Details of ‘lavish’ contract for pension program chief held under wraps

From The Gazette (Colorado Springs): Details of a proposed new compensation package for the head of Colorado’s employee pension program won’t be made public until after the board votes on the new salary and benefits Wednesday, but one source close to the contract says it’s “lavish.”

State Treasurer Walker Stapleton, who has an automatic seat on the board because of his elected position, called in an email to his fellow board members for the contract and the negotiations to be made public to protect the interests of all PERA stakeholders, including taxpayers.

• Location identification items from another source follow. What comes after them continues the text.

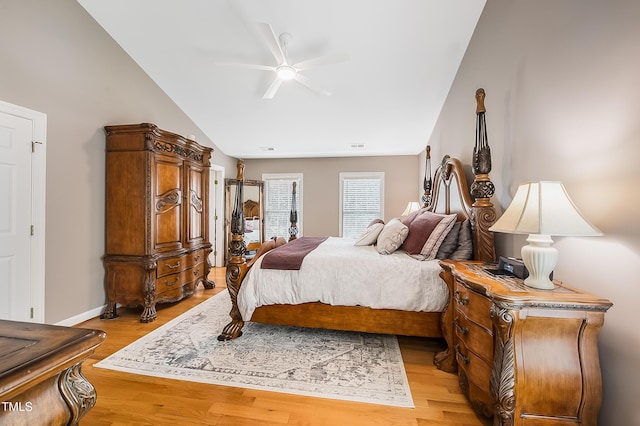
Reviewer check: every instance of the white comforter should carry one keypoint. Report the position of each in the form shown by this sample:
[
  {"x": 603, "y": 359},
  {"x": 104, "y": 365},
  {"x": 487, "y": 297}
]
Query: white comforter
[{"x": 339, "y": 273}]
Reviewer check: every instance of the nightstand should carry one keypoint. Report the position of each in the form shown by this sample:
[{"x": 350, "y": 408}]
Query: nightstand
[{"x": 524, "y": 356}]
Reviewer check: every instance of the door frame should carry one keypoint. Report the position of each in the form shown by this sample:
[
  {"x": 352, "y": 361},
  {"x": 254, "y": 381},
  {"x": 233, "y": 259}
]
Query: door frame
[{"x": 38, "y": 193}]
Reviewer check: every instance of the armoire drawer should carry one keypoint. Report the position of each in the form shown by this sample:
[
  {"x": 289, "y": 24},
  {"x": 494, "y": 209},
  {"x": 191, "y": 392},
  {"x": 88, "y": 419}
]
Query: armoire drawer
[
  {"x": 179, "y": 279},
  {"x": 176, "y": 264}
]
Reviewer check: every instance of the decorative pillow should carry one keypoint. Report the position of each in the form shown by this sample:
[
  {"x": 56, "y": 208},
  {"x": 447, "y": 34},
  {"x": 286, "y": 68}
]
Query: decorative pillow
[
  {"x": 464, "y": 249},
  {"x": 426, "y": 233},
  {"x": 370, "y": 235},
  {"x": 450, "y": 242},
  {"x": 374, "y": 221},
  {"x": 411, "y": 216},
  {"x": 392, "y": 236}
]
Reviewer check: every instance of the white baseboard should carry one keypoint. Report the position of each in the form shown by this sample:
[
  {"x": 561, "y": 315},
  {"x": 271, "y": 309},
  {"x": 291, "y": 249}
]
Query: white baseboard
[{"x": 75, "y": 320}]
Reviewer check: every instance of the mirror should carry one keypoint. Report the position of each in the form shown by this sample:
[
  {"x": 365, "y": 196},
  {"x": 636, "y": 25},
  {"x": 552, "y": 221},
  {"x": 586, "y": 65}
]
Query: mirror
[{"x": 253, "y": 214}]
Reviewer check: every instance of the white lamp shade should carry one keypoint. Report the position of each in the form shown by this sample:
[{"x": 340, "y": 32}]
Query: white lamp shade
[
  {"x": 543, "y": 208},
  {"x": 412, "y": 206}
]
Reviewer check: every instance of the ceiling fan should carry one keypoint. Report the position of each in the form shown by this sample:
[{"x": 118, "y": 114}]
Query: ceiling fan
[{"x": 284, "y": 69}]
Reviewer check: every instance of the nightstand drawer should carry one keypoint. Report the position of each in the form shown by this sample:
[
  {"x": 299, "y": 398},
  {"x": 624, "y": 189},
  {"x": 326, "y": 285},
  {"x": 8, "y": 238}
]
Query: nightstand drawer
[
  {"x": 474, "y": 337},
  {"x": 474, "y": 306},
  {"x": 477, "y": 370}
]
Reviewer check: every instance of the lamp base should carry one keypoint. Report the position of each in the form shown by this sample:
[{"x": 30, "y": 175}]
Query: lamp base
[{"x": 540, "y": 258}]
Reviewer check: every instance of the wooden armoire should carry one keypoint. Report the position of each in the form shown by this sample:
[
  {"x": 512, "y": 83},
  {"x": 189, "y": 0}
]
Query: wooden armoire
[{"x": 157, "y": 221}]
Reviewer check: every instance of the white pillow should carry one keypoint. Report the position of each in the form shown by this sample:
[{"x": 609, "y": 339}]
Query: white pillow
[
  {"x": 392, "y": 236},
  {"x": 370, "y": 235}
]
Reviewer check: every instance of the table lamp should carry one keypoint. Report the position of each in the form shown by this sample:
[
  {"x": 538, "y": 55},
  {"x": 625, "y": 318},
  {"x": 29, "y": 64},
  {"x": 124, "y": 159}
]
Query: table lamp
[{"x": 542, "y": 209}]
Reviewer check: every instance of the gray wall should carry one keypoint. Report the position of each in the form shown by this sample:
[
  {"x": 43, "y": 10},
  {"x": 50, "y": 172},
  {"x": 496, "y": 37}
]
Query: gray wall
[
  {"x": 563, "y": 103},
  {"x": 55, "y": 59},
  {"x": 321, "y": 185}
]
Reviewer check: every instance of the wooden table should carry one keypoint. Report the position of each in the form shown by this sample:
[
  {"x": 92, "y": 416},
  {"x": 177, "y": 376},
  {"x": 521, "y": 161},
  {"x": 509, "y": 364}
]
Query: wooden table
[{"x": 40, "y": 373}]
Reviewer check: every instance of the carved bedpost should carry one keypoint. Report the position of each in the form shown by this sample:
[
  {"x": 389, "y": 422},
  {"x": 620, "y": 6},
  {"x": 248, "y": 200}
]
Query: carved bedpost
[
  {"x": 482, "y": 189},
  {"x": 427, "y": 183},
  {"x": 237, "y": 265},
  {"x": 293, "y": 216}
]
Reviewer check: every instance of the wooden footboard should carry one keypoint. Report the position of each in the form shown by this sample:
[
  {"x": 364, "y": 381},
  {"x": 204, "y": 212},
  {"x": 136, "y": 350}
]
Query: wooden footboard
[{"x": 237, "y": 269}]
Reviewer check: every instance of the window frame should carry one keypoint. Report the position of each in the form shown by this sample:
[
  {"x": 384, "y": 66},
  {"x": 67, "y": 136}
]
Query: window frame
[
  {"x": 359, "y": 175},
  {"x": 298, "y": 177}
]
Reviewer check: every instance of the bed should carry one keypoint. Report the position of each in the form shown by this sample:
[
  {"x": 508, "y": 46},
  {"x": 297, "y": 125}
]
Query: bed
[{"x": 447, "y": 194}]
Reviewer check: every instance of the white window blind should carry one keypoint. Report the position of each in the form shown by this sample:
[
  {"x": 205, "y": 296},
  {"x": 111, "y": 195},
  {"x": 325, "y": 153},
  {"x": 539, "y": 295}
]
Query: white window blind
[
  {"x": 361, "y": 201},
  {"x": 277, "y": 192}
]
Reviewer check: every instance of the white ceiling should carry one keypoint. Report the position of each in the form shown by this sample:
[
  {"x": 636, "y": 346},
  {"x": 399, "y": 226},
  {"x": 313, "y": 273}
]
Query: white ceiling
[{"x": 403, "y": 57}]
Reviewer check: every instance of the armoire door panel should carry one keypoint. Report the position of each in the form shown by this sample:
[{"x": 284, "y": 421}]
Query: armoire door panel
[
  {"x": 169, "y": 206},
  {"x": 196, "y": 223}
]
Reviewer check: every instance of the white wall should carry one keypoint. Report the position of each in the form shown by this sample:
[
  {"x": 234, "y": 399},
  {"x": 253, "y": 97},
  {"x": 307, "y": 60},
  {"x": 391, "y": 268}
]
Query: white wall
[
  {"x": 55, "y": 59},
  {"x": 563, "y": 103}
]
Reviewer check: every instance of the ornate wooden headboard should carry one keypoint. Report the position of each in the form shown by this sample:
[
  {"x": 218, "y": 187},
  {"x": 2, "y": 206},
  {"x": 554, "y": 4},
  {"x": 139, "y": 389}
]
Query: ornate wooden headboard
[{"x": 450, "y": 194}]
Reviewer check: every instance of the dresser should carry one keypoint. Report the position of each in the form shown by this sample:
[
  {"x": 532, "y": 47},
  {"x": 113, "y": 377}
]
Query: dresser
[
  {"x": 525, "y": 356},
  {"x": 157, "y": 218},
  {"x": 41, "y": 381}
]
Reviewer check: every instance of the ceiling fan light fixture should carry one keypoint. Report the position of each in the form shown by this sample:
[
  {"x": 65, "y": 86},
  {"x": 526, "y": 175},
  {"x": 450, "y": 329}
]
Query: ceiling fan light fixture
[{"x": 286, "y": 72}]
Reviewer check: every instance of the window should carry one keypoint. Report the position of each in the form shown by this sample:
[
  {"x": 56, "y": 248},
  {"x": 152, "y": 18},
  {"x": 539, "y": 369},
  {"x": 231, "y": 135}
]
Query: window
[
  {"x": 361, "y": 201},
  {"x": 277, "y": 205}
]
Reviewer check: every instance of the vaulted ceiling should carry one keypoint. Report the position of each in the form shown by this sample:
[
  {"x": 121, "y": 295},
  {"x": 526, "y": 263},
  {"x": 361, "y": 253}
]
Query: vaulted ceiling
[{"x": 398, "y": 59}]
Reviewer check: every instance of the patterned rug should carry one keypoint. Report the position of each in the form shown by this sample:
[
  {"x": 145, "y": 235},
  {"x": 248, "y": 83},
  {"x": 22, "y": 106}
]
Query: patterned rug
[{"x": 322, "y": 363}]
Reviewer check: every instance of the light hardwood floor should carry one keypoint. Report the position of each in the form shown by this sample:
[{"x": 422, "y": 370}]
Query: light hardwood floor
[{"x": 129, "y": 399}]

“More transparency will result in a compensation package that is both fair for PERA employees and palatable to PERA members and taxpayers, who at the end of the day are the ultimate investors in this plan,” Stapleton wrote.

Maryann Motza, chairwoman of the Public Employees’ Retirement Association, said she thinks it would be presumptuous to release a copy of the recommended contract before the full board has had a chance to consider it and vote.

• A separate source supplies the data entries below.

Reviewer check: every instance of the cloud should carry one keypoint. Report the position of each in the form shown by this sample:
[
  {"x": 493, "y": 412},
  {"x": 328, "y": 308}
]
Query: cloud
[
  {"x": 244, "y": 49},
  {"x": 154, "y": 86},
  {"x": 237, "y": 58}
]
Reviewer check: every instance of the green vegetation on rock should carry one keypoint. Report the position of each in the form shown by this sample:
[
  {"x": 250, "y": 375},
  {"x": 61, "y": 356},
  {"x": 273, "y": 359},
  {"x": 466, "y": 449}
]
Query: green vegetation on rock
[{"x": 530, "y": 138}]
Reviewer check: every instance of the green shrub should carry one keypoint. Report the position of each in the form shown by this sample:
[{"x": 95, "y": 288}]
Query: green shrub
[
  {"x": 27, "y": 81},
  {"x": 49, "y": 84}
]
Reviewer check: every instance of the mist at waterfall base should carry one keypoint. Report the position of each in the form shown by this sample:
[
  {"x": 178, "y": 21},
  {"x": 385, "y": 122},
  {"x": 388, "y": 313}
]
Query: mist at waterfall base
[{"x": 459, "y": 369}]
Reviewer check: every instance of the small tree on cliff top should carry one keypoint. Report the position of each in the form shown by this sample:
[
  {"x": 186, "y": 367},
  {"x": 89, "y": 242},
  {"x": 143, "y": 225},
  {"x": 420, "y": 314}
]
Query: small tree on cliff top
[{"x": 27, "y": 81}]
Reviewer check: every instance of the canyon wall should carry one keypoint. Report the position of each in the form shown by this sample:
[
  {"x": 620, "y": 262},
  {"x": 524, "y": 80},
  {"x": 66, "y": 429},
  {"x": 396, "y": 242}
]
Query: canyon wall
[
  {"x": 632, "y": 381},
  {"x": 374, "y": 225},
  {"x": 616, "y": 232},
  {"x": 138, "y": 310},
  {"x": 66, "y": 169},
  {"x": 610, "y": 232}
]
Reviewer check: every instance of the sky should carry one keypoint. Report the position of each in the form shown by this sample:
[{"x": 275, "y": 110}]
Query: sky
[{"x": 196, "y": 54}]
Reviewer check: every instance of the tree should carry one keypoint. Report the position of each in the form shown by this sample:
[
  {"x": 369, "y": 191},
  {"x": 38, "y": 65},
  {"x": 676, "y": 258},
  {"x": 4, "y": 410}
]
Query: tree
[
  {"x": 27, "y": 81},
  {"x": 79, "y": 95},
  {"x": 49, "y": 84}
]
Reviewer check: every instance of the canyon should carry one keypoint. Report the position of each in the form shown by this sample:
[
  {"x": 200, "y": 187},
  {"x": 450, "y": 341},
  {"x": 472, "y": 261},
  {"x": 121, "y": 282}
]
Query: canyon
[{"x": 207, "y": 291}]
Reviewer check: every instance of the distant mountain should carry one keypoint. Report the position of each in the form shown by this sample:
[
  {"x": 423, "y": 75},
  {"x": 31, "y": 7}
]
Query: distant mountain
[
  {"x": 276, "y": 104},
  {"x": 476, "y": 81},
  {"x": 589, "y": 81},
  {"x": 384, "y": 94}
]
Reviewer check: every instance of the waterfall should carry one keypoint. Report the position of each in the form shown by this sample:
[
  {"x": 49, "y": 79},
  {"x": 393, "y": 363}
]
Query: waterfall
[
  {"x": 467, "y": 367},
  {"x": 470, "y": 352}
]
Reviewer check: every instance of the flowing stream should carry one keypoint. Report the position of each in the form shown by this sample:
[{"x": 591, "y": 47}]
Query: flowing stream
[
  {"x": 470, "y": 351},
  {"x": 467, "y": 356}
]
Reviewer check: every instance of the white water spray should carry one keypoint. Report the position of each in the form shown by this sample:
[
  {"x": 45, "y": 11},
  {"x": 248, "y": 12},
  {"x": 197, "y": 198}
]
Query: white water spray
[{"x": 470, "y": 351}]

“Otherwise I think it would look like the board is rubber stamping what the committees have done,” Motza told The Gazette Monday night. “I feel strongly that until the board acts we are required to actually wait.”

The Gazette requested a copy of the proposed contract for Greg Smith, who has been the executive director for three years, but was told it won’t be available until after the board votes on Wednesday. Smith’s current base salary is $328,335, according to PERA.